Après une année difficile, Ted semble sur le point de rencontrer sa future épouse, alors que  Robin et Barney tentent, non sans difficultés, de gérer le début de leur relation.

Voilà déjà quatre ans que Ted passe ses soirées à jouer le père Castor pour ses enfants faussement agacés. Et il y avait fort à faire en ce début de saison, puisqu’il devait leur raconter comment la relation entre tonton Barney et tata Robin allait lamentablement échouer et comment lui-même était sur le point, comme chaque mois de septembre depuis 2005, de rencontrer leur génitrice.

Tous les projecteurs de début de saison semblaient donc tournés vers le nouveau couple, storyline qui traînait en longueur depuis longtemps déjà.
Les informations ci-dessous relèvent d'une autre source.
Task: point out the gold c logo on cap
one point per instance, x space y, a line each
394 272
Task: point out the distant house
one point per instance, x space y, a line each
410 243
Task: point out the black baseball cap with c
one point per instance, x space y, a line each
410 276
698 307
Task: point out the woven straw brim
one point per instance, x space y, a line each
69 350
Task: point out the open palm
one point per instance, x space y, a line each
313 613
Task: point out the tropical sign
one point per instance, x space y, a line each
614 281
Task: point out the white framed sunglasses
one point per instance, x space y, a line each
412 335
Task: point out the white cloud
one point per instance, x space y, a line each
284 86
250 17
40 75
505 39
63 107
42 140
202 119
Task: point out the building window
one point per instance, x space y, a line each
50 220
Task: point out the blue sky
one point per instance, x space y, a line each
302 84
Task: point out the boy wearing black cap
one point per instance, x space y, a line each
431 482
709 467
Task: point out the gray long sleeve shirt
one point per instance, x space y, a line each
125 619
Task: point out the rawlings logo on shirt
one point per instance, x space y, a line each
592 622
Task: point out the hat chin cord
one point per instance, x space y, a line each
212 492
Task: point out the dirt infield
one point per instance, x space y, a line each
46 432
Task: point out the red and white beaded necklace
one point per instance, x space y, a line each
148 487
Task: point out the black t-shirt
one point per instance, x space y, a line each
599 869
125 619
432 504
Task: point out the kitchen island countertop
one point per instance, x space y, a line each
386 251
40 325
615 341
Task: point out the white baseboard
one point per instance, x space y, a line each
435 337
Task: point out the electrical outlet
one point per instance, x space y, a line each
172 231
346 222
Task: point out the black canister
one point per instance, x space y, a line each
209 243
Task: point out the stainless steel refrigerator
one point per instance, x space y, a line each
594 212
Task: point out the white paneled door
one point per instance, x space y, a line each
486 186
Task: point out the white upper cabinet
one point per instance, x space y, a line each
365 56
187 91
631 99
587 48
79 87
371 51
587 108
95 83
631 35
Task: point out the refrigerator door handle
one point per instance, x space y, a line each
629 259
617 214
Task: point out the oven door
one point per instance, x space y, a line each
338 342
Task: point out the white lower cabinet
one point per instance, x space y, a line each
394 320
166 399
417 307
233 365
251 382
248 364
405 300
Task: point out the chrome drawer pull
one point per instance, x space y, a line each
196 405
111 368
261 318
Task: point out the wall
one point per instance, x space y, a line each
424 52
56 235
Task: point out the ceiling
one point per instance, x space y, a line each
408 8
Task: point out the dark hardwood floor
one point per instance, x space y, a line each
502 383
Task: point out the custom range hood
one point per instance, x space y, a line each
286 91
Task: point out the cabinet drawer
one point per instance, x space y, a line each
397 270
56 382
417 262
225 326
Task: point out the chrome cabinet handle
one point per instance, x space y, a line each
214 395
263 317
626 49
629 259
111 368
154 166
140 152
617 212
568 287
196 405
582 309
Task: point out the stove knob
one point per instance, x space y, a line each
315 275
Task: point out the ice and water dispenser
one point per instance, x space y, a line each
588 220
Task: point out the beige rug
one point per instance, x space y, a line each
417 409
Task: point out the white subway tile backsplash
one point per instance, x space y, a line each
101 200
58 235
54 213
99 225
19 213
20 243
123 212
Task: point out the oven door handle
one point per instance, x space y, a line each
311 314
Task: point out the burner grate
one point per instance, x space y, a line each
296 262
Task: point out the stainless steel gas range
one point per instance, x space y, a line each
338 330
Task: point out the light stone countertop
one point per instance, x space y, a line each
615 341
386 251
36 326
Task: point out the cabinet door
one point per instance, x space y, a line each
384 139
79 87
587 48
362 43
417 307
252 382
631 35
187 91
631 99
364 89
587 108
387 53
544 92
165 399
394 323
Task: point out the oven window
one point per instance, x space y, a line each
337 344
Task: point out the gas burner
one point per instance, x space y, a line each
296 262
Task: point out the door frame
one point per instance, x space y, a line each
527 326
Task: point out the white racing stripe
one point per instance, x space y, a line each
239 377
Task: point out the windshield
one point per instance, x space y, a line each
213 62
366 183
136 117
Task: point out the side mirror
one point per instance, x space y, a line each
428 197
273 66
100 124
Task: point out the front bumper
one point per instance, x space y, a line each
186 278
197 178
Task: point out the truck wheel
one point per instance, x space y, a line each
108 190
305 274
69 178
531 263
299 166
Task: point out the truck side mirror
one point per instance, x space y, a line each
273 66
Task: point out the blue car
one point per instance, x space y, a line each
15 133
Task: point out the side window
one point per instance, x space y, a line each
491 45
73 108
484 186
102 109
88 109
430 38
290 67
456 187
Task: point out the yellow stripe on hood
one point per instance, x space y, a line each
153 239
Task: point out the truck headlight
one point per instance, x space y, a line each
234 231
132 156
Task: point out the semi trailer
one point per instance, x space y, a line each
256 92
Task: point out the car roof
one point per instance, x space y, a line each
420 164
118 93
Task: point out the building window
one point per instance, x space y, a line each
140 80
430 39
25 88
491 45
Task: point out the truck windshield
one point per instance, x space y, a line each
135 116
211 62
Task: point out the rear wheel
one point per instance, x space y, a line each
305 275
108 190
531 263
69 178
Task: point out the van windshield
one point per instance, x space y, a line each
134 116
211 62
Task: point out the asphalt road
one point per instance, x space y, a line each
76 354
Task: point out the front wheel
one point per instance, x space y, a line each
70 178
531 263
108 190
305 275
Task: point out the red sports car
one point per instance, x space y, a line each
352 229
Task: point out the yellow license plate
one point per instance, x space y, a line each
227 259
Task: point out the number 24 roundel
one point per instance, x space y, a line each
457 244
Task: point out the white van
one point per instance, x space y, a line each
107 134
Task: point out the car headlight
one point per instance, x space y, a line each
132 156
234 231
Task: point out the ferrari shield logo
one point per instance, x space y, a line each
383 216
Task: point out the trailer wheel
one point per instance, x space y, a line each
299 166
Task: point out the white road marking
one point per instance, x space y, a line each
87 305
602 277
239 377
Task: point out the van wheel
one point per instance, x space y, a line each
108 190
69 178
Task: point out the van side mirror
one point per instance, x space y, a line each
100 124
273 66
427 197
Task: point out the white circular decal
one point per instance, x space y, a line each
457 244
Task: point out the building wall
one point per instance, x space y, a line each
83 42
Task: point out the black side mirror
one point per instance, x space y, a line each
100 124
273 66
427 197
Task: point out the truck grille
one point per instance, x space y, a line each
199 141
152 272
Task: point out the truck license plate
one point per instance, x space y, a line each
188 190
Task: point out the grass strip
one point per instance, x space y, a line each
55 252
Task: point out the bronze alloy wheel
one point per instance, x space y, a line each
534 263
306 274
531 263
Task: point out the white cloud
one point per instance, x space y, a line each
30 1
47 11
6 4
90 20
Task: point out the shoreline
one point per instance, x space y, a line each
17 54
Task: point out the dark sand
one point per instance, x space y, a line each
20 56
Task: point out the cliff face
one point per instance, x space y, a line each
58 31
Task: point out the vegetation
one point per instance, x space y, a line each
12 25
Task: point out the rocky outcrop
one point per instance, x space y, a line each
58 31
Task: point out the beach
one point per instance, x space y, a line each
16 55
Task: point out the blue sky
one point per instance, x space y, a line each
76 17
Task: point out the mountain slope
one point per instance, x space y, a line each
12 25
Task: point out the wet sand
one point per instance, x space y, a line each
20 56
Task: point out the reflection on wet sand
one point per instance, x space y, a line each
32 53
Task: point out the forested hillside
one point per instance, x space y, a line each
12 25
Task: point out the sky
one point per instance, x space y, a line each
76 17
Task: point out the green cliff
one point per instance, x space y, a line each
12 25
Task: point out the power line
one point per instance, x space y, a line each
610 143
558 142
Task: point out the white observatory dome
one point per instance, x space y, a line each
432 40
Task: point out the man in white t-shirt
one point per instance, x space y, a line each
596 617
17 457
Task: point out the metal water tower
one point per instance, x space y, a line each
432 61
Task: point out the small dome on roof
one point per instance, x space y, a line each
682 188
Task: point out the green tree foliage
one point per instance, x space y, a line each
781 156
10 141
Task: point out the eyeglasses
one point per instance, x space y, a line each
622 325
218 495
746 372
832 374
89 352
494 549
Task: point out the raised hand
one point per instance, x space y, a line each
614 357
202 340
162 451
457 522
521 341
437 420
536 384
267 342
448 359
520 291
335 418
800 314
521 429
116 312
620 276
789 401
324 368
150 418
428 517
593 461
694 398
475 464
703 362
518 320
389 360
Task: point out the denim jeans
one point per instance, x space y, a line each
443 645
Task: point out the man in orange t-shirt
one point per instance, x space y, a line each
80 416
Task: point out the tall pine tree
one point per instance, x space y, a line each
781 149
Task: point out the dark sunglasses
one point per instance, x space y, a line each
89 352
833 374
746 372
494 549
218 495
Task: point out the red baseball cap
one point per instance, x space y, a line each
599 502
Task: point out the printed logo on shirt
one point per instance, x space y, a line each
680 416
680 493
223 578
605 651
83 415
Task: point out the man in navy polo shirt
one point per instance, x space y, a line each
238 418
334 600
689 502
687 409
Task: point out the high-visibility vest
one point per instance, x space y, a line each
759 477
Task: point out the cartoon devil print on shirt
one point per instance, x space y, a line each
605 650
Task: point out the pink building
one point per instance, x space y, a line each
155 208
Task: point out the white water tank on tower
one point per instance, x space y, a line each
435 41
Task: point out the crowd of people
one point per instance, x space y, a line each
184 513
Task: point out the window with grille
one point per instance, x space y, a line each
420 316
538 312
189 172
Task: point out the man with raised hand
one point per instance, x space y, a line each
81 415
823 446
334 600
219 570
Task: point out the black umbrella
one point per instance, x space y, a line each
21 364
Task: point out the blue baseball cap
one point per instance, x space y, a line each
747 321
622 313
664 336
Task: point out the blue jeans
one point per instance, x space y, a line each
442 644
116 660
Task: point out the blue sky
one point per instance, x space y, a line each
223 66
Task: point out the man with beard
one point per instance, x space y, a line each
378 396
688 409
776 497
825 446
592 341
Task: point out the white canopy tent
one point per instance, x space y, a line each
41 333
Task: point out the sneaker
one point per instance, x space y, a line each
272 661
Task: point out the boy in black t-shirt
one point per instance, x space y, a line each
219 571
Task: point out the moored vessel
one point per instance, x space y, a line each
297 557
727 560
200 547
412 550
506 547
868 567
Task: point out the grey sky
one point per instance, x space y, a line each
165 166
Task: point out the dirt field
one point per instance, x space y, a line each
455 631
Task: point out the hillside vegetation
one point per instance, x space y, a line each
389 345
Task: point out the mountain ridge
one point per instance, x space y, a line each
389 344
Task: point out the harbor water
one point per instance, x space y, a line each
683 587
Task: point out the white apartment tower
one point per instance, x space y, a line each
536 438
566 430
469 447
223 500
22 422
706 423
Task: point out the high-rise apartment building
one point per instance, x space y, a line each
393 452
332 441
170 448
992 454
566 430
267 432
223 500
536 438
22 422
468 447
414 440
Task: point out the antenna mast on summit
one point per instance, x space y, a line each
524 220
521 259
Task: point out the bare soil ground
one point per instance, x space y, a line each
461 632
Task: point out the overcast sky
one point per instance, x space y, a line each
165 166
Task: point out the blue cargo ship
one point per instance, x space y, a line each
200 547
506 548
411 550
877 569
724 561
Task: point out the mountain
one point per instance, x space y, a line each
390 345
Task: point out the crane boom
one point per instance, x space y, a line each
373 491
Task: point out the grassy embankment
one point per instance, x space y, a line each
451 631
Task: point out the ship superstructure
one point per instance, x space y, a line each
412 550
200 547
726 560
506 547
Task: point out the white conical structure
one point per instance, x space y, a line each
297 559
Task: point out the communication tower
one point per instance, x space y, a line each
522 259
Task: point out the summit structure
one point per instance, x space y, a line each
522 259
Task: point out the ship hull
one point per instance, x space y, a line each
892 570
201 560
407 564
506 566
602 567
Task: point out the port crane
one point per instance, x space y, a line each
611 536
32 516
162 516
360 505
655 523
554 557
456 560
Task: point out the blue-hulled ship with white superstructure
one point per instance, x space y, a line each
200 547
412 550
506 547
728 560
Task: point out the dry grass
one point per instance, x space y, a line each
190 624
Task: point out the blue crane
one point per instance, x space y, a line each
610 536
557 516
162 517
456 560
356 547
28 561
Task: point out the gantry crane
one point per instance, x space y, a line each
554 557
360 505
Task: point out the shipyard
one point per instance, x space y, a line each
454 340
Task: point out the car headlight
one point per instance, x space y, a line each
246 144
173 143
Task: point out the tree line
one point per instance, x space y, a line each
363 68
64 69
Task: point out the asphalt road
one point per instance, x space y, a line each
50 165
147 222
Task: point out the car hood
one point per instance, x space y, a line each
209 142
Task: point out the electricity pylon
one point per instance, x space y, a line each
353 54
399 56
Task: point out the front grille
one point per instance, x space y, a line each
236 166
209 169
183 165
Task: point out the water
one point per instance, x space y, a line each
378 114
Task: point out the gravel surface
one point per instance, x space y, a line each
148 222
Si l’échec semble évident avec le recul, il ne paraît pas se situer tant dans l’exploitation active de la relation, très courte (du 5.01 au 5.07) et pauvre en bonnes idées, mais dans le manque de cohérence qui en découle avant – dans la saison 4 où Barney ne semblait amoureux qu’un épisode sur deux – et surtout après – avec la tristesse de Robin se manifestant une dizaine d’épisodes après leur rupture, au moment même où elle trouvait un sérieux remplaçant.

Ces brusques retours en arrière dénotent bien de l’incapacité des scénaristes à assumer une quelconque décision sur la longueur. Illustration définitive : l’épisode The Playbook (5.08), véritable ode au Barney des débuts qui nous offre gracieusement, en plus d’une impression inévitable de surplace, un twist final ultra prévisible, dévoilant de manière peu pudique, une soumission totale au personnage phare de la série. Un bel aveu d’échec sur une quelconque tentative d’évolution du show en somme.

Ted paraît même avoir régressé. Alors que l’on nous vendait un gigantesque changement professionnel qui aurait un impact décisif sur sa vie amoureuse (la rencontre avec la fameuse mother), son année est surtout remplie de flirts assez anecdotiques (mis à part l’émouvante rencontre avec le mollet de sa promise) et de rechutes indigestes envers Robin (le presque cliffhanger de fin dans le dernier épisode, la beuverie avec Barney).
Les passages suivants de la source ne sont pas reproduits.